If people really don't want ads, they can go find their information however it is they want. It's a free world on that matter.
Carol Bartz
I hug employees all the time. I'm a huge contact person. Touch is an extremely important part of the human condition.
If you sit quiet long enough, you find out what people really think.
I didn't have my first child until I was 40. I actually learned about motherhood from management.
I became a sales manager at Digital Equipment, promoted from within the sales team. My peers were less than excited that I had gotten the job, especially one of my male peers who said he just wasn't going to work for a woman.
Managing is a tough job. When you're young, you just think it's a natural progression - I'm good at this, so I'm going to be good at that - and it's not that way at all.
I'm kind of a Midwestern snob. I think we're just nice people and have a great work ethic.
If I had my way, I wouldn't do annual reviews, if I felt that everybody would be more honest about positive and negative feedback along the way. I think the annual review process is so antiquated.
Steve Jobs came back to Apple in 1997 - the iPod came out 4 years later. 3 years after that is the first time his market cap grew. It took 7 years.
When trouble strikes, which it always does - bad economy, bad quarter, activists, takeover - when trouble strikes, those board members who don't understand or are not committed are not helpful.
My husband doesn't listen because his mother didn't make him listen. What am I going to do, beat him? I mean: firstborn of a southern family? Firstborn boy? Please. I mean, I love him to death, but is he going to take the garbage out? No.
Any leader needs to be constantly interested in what's going on in the world, and constantly ready - even when things are going well - to change.
The way you manage your company and the way you manage your people has to be totally different.
It's very, very hard to affect culture. And you can get surprised thinking you're farther down the path of change than you really are because, frankly, most of us like the way things are.
I grew up in a small town in Wisconsin. I never thought I'd be where I am. I never thought I'd have bling that I bought.
I like banks because they keep my money safe, but I don't want to talk about banks 12 times a year.
My grandmother raised me. She was a real no-nonsense but very funny lady. I drove tractors, made hay, milked cows, fed the chicken, fed the pigs.
Back when 'social' had a broad definition, you could almost say that Yahoo Finance chat was the first social product.
Yahoo is a company that is very strong in content.
The fact that you can crawl the web is a commodity.
Social does not just equal Facebook. Social is how people interact anywhere.
If you want to run an ad on the iPad, it has to be approved by Apple.
Everybody on my team - I couldn't do their jobs. I could not. I really mean that. So I figured out early on that the way you're successful is you hire really successful people.
My first day as a manager was at Digital Equipment in Atlanta. I was a sales rep.
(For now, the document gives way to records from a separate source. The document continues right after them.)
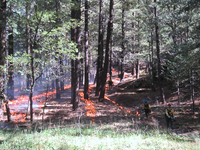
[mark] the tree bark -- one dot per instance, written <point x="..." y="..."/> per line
<point x="108" y="41"/>
<point x="162" y="95"/>
<point x="122" y="45"/>
<point x="86" y="52"/>
<point x="100" y="50"/>
<point x="75" y="37"/>
<point x="10" y="90"/>
<point x="3" y="53"/>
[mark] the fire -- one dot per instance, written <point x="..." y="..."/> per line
<point x="137" y="113"/>
<point x="16" y="90"/>
<point x="91" y="112"/>
<point x="22" y="102"/>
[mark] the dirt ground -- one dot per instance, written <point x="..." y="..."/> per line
<point x="122" y="103"/>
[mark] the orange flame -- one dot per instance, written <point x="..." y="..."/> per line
<point x="23" y="100"/>
<point x="91" y="112"/>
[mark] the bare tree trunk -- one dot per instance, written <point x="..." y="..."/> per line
<point x="122" y="45"/>
<point x="86" y="52"/>
<point x="137" y="69"/>
<point x="10" y="90"/>
<point x="158" y="58"/>
<point x="108" y="42"/>
<point x="111" y="59"/>
<point x="100" y="50"/>
<point x="152" y="65"/>
<point x="3" y="54"/>
<point x="75" y="36"/>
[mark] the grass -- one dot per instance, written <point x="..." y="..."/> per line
<point x="115" y="136"/>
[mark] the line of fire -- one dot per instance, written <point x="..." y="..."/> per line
<point x="19" y="107"/>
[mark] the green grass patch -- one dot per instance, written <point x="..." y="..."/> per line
<point x="97" y="137"/>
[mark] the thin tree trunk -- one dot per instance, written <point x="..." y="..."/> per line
<point x="111" y="59"/>
<point x="86" y="52"/>
<point x="158" y="58"/>
<point x="10" y="90"/>
<point x="122" y="45"/>
<point x="137" y="69"/>
<point x="3" y="53"/>
<point x="152" y="65"/>
<point x="100" y="50"/>
<point x="108" y="42"/>
<point x="75" y="36"/>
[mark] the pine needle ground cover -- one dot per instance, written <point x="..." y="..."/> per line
<point x="115" y="136"/>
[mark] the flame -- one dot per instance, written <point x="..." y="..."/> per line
<point x="137" y="113"/>
<point x="22" y="101"/>
<point x="91" y="112"/>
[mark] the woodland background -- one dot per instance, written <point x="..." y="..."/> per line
<point x="49" y="44"/>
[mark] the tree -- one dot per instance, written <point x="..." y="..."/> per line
<point x="86" y="51"/>
<point x="75" y="37"/>
<point x="162" y="95"/>
<point x="100" y="50"/>
<point x="2" y="57"/>
<point x="108" y="42"/>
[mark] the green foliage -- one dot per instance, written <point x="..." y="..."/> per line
<point x="109" y="136"/>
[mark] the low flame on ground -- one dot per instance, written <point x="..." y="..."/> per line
<point x="107" y="98"/>
<point x="20" y="115"/>
<point x="91" y="112"/>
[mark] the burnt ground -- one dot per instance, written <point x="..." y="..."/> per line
<point x="123" y="98"/>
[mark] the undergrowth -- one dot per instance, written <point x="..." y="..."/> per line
<point x="115" y="136"/>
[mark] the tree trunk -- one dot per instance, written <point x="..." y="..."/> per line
<point x="152" y="66"/>
<point x="162" y="95"/>
<point x="86" y="52"/>
<point x="137" y="69"/>
<point x="57" y="71"/>
<point x="108" y="42"/>
<point x="122" y="45"/>
<point x="3" y="53"/>
<point x="75" y="37"/>
<point x="100" y="50"/>
<point x="10" y="90"/>
<point x="110" y="69"/>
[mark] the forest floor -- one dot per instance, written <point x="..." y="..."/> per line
<point x="122" y="103"/>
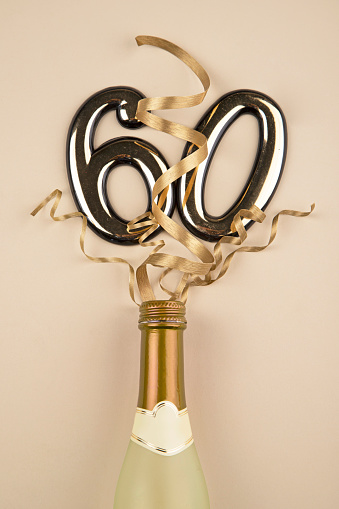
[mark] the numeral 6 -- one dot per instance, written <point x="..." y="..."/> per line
<point x="88" y="169"/>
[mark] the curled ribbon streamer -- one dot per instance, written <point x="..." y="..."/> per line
<point x="98" y="259"/>
<point x="148" y="222"/>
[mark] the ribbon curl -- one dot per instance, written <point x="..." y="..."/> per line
<point x="194" y="273"/>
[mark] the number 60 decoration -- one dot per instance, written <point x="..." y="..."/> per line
<point x="89" y="168"/>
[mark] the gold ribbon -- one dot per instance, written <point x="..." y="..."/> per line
<point x="194" y="273"/>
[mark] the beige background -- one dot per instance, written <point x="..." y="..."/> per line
<point x="262" y="344"/>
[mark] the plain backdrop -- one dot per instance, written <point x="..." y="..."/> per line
<point x="261" y="348"/>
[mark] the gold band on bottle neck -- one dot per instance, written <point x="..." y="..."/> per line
<point x="162" y="313"/>
<point x="162" y="356"/>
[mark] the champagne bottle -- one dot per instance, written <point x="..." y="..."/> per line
<point x="161" y="469"/>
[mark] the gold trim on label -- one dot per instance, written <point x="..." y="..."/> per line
<point x="175" y="450"/>
<point x="168" y="433"/>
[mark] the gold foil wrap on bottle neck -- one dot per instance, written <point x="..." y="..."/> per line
<point x="162" y="313"/>
<point x="162" y="354"/>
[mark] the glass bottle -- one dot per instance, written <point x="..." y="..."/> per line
<point x="161" y="469"/>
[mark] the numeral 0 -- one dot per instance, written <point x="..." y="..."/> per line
<point x="88" y="169"/>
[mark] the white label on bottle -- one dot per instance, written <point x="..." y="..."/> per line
<point x="163" y="430"/>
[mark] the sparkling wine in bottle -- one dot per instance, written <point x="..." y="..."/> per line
<point x="161" y="469"/>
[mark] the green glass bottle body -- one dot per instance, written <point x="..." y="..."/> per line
<point x="161" y="469"/>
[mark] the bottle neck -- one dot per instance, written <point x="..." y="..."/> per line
<point x="162" y="354"/>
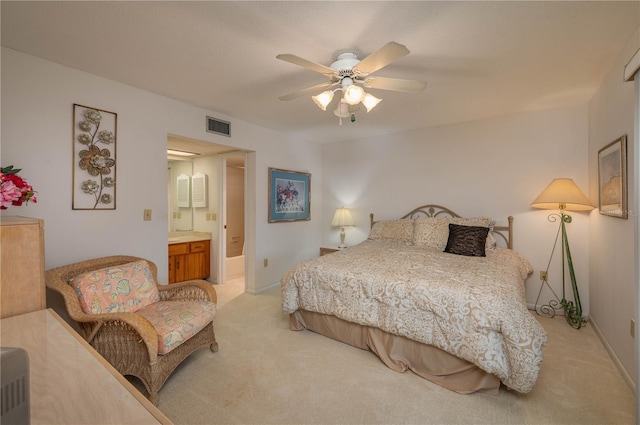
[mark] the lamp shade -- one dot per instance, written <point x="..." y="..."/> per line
<point x="342" y="218"/>
<point x="562" y="194"/>
<point x="370" y="101"/>
<point x="353" y="94"/>
<point x="323" y="99"/>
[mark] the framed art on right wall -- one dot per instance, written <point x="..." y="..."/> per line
<point x="612" y="179"/>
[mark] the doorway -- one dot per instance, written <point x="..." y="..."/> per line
<point x="211" y="159"/>
<point x="234" y="194"/>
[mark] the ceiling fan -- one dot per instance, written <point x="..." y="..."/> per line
<point x="350" y="76"/>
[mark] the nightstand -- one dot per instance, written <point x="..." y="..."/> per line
<point x="325" y="251"/>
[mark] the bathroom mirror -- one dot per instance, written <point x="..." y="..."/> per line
<point x="180" y="212"/>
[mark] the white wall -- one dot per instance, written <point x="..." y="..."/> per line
<point x="37" y="98"/>
<point x="612" y="253"/>
<point x="494" y="167"/>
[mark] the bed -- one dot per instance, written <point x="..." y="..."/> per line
<point x="432" y="292"/>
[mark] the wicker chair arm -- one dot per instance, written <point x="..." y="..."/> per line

I was promoted from among my peers, so one day I was a peer, and the next day I was their boss.
I always do my firing in the morning because that's when I'm fresh.
Organizations can get in the way of innovation, because if people are all bound up, and if they don't know if they get to make the decision or somebody else, and if they do, what happens to them, and so on and so forth.
I manage through a sense of humor. We all work hard, and work has to be a really interesting, fun place. And that has to start at the top.
Google is a fierce competitor. I wish I was worth a bazillion dollars; that would be really nice. They're a fierce competitor, and they're very good in search. They're very good with their global map thing.
The most successful company in Silicon Valley is Apple, and they're the most secretive.